🟣 Technical 9 min read

Query Understanding for RAG: What Happens Before Retrieval

The quality of RAG output depends more on understanding the query than on the retrieval algorithm. Query classification, expansion, decomposition, and routing determine whether the right documents ever reach the LLM.

View all rag depths →

Most RAG tutorials focus on the retrieval and generation steps. But the silent failure mode of production RAG systems is upstream: the system doesn’t understand what the user is actually asking for.

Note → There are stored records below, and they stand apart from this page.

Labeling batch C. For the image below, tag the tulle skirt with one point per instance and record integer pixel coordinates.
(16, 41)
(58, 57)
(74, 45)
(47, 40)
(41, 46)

A user types “How do I fix the connection timeout issue?” In your knowledge base, the answer lives in a document titled “Database Connection Pool Configuration.” Without query understanding, the embedding search might prioritize documents about network timeouts, HTTP timeouts, or connection troubleshooting — all semantically similar but not what the user needs.

Query understanding is the preprocessing layer that bridges the gap between what users say and what they mean.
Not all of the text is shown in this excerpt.